The legislative proposal would save money by reducing travel, limiting purchase of equipment and eliminating 2,200 vacant government jobs. It also would put millions of dollars into cash reserves.
Gunn and Republican Lt. Gov. Tate Reeves — who alternate as chairmen of the Budget Committee — said the proposal would not pay for ongoing expenses, such as salaries, by using sources of money that are available only a single year at a time, such as winnings from lawsuit settlements. During the Great Recession, legislators often used one-time money to supplement the budget, but critics say the practice is a bad habit.

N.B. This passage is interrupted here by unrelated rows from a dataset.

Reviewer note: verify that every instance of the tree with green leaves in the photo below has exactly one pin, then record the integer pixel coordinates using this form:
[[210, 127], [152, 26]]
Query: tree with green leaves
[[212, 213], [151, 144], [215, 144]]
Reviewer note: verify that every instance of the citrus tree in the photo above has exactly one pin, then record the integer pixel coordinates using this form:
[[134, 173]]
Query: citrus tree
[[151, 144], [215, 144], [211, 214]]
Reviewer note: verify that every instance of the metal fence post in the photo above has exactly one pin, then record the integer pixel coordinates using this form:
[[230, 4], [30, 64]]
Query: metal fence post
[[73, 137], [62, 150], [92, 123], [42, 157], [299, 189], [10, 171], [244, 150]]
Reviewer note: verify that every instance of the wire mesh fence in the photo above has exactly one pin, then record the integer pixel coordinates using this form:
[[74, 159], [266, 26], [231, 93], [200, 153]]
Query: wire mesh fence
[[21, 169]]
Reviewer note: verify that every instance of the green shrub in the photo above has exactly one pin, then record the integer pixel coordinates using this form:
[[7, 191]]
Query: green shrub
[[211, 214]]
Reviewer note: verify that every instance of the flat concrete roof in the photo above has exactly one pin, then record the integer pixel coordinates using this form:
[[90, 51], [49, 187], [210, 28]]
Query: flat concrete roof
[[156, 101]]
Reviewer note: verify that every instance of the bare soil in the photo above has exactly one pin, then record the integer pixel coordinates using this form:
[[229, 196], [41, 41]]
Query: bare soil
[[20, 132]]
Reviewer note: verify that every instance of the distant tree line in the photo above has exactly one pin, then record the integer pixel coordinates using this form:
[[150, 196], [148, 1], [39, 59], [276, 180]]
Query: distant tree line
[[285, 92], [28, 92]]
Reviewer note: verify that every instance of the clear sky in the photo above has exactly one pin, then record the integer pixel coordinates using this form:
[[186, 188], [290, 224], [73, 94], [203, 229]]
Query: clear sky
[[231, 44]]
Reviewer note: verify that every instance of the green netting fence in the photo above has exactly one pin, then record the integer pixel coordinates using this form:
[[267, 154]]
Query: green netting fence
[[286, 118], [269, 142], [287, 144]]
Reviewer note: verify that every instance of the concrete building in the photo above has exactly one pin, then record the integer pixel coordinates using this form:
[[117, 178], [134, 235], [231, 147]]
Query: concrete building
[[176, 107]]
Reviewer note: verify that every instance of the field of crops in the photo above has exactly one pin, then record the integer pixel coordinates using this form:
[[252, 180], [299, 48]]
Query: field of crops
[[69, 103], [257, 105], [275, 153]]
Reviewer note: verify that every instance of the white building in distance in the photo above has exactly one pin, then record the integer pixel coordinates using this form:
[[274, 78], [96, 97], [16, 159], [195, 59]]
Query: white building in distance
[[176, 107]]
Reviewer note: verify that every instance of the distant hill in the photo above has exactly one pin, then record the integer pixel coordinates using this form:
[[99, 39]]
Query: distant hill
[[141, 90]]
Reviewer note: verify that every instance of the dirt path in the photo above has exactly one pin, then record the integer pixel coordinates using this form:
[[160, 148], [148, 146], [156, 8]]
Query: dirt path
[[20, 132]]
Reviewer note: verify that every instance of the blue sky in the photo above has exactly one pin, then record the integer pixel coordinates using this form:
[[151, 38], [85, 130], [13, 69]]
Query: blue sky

“I think we’re in fantastic financial shape,” Gunn said Tuesday.
However, Democratic Sen. Hob Bryan of Amory said the proposal by the Republican-controlled budget committee ignores serious problems in one of the poorest states in the nation.
“While leaving our children uneducated and letting our highway system crumble, they’re putting money in the bank in Jackson and claiming that’s good,” Bryan said.
Mississippi’s tax collections were higher than expected for the first five months of the current fiscal year, and experts have predicted slow but steady growth in the state economy. Both of those things point toward the possibility that during the final weeks of the budget-writing process, legislators could increase the estimate of how much money the state will have available to spend in the coming year.
Legislative leaders also said Tuesday that some form of tax cut could be considered during the 2015 election-year session, when most lawmakers and statewide elected officials are gearing up to seek another four-year term.
“I think it’s certainly time for us to start having that conversation,” Reeves said when asked about the possibility of a tax cut proposal. However, he offered no specifics.
Bryant has said he’d like to cut taxes for people earning less than $53,000 a year. The governor estimated last month that about 300,000 households would benefit from the proposed $78.7 million cut.